AIUI, there are no good humidity gauges that the average person can
afford. That would include the gauge the OP is checking the humidity
with, and the gauge inside the humidifier that attempts to humidify the
household air to a desired humidity.

OP, have you tried just turning that " round knob pointing to different
numbers" to a higher number? Even if those numbers are supposed to be
the percent humidity that the unit will deliver, that doesn't mean they
are. The furnace control in the 50-apartment building I used to live
in didn't attempt to give a temperature, only heat output, for which one
could set it to A, B, C, D, E, F, G, H. I think only by trial and
error did the first landlord** find what was the right setting. The
analogy is not perfect, but I think that's how you'll find it too.

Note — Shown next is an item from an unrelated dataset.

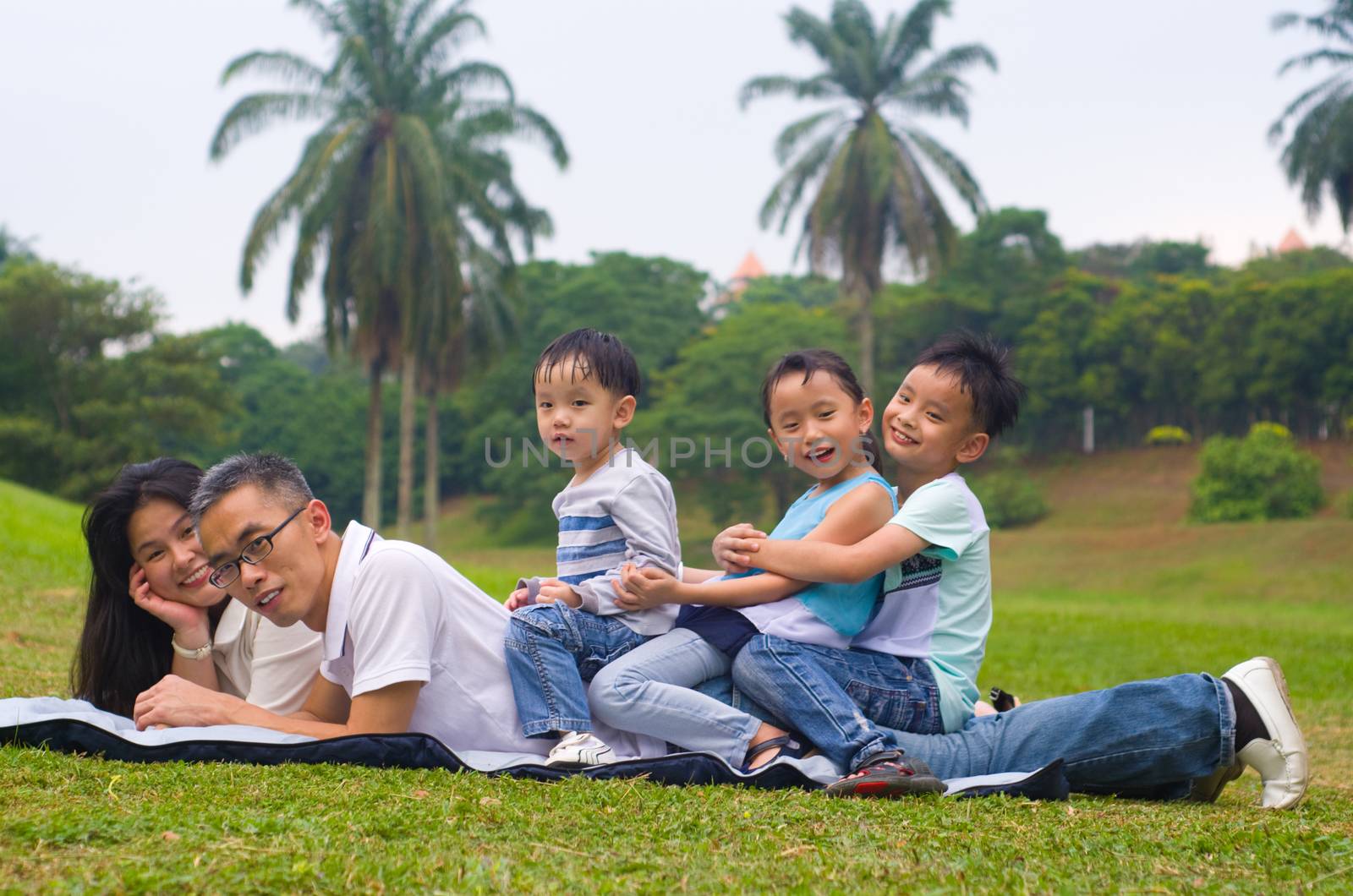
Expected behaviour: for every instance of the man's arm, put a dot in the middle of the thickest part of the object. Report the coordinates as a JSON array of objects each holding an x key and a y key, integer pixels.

Maybe you can borrow another better than average hygrometer from
someone.

Or just set the humidity to maximum, and when water starts dripping off
your windows, etc. keep setting it down a little at a time until nothing
bad is happening, no dripping anywhere that matters, and that will be
the highest humidity your home can have, anyhow. Regardless of your
hardware. Then mark that spot on your knob dial. And you can also
probably find out what the %age is, and interpolate what all the other
numbers on the dial mean.

It bothers me that he charged you for part of a service call because HE
could not find anything wrong. Were you very clear that something WAS
wrong. But in a way there's no point in crying over spilt milk, and
just calibrate the humidifier yourself.


Thanks for the warm reply! I have no carpet in the house and am wearing bamboo slippers all the time, not sure how that's gonna affect static shock though. The 45% is actually the highest setting on this humidifier. I wish I could crank it up any higher lol. However I am seeing frost on the window, is that a sign of too much humidity then? So I should probably never rely on humidity measurement coming out of the register but instead just judge by the water on window. This whole measuring humidity thing actually started because my wife woke up on a morning about two weeks ago telling me her throat had been burning the whole night and she had to drink water every hour to feel a little better.

I put the humidistat on one of the return registers on the floor on first floor this afternoon and it read 36%. This number actually is consistent with the humidistat by the humidifier, because when I turned the humidistat to under 35%, it would stop the hot water feed to the humidifier. Maybe just like Stormin said, I might need two of these... Or maybe it's time to bleach clean my portable one again XD.